In the past year, I have changed and grown just like the beautiful sugar maple in my backyard. As the tree has grown leaves and made it through the snow, I have been doing the same. This year is the last year of my two years on the Shelburne Community School’s Green team. I have changed, grown, and learned so much in my years on the Green team. I have connected with peers and learned lots from my amazing teachers. When I think about how much I’ve grown, I think about how my favorite tree has grown. As I branch out and try new things, my favorite sugar maple is doing the same. While I mark my growth in years, the tree marks its growth in seasons. In the spring, the tree is very active and full of energy, and busy producing syrup. In the summer, the leaves are a bright vibrant green because of the chlorophyll that is busy absorbing the sun’s energy. In the fall, the leaves change color into what looks like a beautiful sunset and finally drop to the ground. Lastly, in the winter the tree stays dormant. It sits and waits until the spring when it can start to blossom again. That is my favorite part of my tree, its growth. I know that whenever I’m changing and growing, my tree is with me doing the same. My years on the Green team have been amazing and filled with change, just like my tree.
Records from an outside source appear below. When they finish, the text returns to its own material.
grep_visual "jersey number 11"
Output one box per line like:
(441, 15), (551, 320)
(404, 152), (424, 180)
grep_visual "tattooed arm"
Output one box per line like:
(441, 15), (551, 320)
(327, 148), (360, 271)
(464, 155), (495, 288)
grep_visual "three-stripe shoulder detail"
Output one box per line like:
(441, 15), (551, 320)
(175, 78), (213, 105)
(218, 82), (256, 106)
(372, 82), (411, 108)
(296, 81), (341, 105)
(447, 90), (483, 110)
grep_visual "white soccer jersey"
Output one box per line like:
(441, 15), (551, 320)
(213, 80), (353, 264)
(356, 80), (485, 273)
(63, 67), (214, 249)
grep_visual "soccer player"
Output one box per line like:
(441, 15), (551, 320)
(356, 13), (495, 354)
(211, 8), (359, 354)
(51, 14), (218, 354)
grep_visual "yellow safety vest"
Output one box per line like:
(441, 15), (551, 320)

Seventh Grade: Miles Lawrence

The Porcupine Tree

There’s a big tree in our woods behind our house. A porcupine lives in it. There’s so much porcupine poop at the base of the tree that it fills up the whole hollowed out bottom of it. Half of the tree is fallen over and that part is completely hollow. It is about a twenty foot long tunnel. Our dogs and cats like to go in it and when they do, we cant see them because it is so dark and we don’t want to go in there. One time we had some friends over and they climbed into the tree and pretended the porcupine was in it. We all started screaming. It was really funny, after we figure out he was joking.

The porcupine tree is also right next to someone’s old dump site. We have found a bunch of cool stuff right near the tree. Once we found an old bible. For me, the porcupine tree is a place of adventure and excitement. It is a good place to go with friends or even alone.

Eigth Grade: Carly Stone

Maple Syrup

My great grandparents had a sugar house and made maple syrup every year. I love maple syrup. I put it on lots of different foods, like pancakes and waffles or maple sugar on muffins that my grandmother makes. But I’m not as much of a fan of maple syrup as my mom and sister. Making maple syrup can be a difficult process and takes a long time. You must boil all the water out of the sap, then it thickens, and then it is ready to be jarred. It can take days to complete this process.

As you probably know, maple syrup comes from maple trees. In Vermont, maple syrup is a huge industry so it effects many people here because it makes so many different products. You can make maple candy, syrup, cotton candy, ice cream, and barbeque sauce. In short, I created a maple tree to represent Vermont, the place I have growing up in and love.